Slashdot Mirror


Converting Word Files to Text for Archiving?

Unknown Relic asks: "Our company has large quantities of old, MS Word documents which we are looking to permanently archive. One of the requirements of our archiving process is that the documents be stored in plain text format. Unfortunately we also have another, conflicting requirement: the text files must retain basic formatting information from the original documents, including bullets, indentations and basic table layout. While all of this formatting is possible using plain text, I have not been able to find any tools which do a decent job of retaining the above mentioned formatting during conversion. Even Word's 'Save As' option does a horrible job, though I suppose that's not overly surprising. Has anyone undertaken a project similar to this before? If so, what tools did you find or create to make the job feasible?"

5 of 81 comments (clear)

  1. have you tried by gnixdep · · Score: 4, Insightful

    Save As.. HTML? Its in plain text, but retains the formatting, as long as you don't get too exotic.

  2. Re:have you tried ... HTML Tidy by Louis_Wu · · Score: 4, Insightful

    HTML Tidy has a 'clean up Word HTML' mode which works wonders. Dave Raggett developed it for W3C.

  3. print to postscript by wfrp01 · · Score: 3, Insightful

    use any suitable postscript printer driver, and print to a file.

    you don't need to buy any proprietary software. you will retain all formatting. you can view using free software on virtually any platform you like.

    this will easily work for any other document type you may have also, so you can have one standard archival format for anything and everything. big CADD file? no problem.

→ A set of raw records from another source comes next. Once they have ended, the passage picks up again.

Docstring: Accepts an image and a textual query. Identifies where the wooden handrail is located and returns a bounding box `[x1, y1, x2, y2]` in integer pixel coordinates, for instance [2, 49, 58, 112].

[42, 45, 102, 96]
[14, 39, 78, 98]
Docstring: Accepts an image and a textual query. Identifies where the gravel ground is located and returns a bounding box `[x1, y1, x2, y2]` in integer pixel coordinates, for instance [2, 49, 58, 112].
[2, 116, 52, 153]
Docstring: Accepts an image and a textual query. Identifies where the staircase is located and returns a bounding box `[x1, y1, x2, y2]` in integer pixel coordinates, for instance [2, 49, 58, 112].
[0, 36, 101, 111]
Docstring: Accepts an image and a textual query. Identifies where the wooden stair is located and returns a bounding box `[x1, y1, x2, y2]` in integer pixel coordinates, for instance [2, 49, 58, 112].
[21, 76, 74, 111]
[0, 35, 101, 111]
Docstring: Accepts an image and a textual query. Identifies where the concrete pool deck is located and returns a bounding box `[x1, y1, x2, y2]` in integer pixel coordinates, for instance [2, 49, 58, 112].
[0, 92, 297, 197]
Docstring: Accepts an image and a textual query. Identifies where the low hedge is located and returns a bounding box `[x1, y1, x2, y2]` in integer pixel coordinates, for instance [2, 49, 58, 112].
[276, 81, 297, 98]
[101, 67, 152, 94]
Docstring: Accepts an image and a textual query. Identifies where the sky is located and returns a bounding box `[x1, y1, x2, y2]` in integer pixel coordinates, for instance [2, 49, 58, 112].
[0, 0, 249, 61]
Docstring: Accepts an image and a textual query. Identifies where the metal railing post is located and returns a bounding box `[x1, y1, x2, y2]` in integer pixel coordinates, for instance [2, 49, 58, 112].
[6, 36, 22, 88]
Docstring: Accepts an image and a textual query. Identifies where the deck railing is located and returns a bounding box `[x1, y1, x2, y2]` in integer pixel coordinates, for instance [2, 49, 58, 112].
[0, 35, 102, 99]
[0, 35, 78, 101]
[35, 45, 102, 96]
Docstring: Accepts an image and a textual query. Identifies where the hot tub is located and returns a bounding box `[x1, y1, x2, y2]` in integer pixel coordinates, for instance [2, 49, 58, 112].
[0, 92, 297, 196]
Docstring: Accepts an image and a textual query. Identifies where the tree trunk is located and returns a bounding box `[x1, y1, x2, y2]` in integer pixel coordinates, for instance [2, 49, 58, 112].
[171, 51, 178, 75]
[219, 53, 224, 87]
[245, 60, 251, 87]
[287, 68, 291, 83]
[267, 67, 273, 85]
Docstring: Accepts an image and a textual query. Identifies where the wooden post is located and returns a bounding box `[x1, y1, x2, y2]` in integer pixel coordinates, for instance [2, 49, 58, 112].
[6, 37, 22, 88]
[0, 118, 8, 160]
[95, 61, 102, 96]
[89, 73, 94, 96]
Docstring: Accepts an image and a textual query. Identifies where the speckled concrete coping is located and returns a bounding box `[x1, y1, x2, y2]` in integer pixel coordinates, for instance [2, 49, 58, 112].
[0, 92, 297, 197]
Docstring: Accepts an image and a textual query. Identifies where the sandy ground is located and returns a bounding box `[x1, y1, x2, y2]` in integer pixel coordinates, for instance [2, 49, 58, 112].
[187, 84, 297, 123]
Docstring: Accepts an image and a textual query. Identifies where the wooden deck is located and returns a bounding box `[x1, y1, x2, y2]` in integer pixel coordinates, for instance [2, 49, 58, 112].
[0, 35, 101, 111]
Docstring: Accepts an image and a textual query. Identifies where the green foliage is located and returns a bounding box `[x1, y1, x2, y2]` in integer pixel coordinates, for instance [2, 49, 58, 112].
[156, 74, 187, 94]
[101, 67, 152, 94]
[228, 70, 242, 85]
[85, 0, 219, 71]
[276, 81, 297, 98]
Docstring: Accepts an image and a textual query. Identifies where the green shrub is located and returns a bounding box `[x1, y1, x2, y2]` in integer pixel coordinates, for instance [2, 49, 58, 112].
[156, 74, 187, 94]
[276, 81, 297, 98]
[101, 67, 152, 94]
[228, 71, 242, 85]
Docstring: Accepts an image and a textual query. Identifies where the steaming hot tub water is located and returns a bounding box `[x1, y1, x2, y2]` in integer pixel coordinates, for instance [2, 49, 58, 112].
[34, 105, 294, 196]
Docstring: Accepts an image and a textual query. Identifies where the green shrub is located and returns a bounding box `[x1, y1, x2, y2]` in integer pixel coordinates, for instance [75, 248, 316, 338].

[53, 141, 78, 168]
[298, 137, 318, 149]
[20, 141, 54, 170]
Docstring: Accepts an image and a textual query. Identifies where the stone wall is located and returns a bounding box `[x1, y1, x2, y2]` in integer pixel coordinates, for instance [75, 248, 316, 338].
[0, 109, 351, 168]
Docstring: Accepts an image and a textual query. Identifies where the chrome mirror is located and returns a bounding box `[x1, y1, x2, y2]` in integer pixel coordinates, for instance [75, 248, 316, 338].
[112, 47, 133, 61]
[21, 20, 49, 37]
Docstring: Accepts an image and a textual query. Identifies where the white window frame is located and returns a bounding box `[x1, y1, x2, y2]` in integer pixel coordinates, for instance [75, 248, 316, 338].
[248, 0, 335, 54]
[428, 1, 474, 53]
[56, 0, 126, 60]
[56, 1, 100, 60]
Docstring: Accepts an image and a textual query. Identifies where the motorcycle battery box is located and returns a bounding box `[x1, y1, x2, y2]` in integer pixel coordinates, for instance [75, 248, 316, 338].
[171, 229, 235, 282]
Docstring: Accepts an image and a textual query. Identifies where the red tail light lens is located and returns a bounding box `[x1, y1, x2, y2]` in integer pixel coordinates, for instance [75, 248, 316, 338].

    bonus tip. archive or no archive, make sure your documents include text (in the footer, say) that indicates the location and filename of the document. so when you want to work backwards from paper to file, you know where to look. the print date is important, too.

    i don't know why i'm not using caps today...

    --

    --Lawrence Lessig for Congress!
  4. Re:Archiving? Are you sure? by shaitand · · Score: 3, Insightful

    How about compression? Generally when archiving... your compressing and plain text gets a far far better compression ratio than a pdf (not to mention it's smaller to begin with.)

  5. OpenOffice by aminorex · · Score: 3, Insightful

    I've had very good luck using OpenOffice's save As.

    There are a lot of options, however. I wonder what
    Google uses?

    One option would be saving as postscript and using
    a postscript-to-text extractor.

    But the best thing would be to relax the POT require-
    ment to allow XML. XML is so trivial to parse that
    even if XML itself falls from grace with technological
    advance, the few simple tags you need will certainly
    be supportable with 10-15 minutes of scripting
    (if the computers aren't smart enought respond
    to your voice command and retrieve the old XML
    specs and interpret them well enough to perform
    the transformation automatically at that future point
    -- which seems unlikely, given that you use only
    the most simple and basic of XML idioms.)

    --
    -I like my women like I like my tea: green-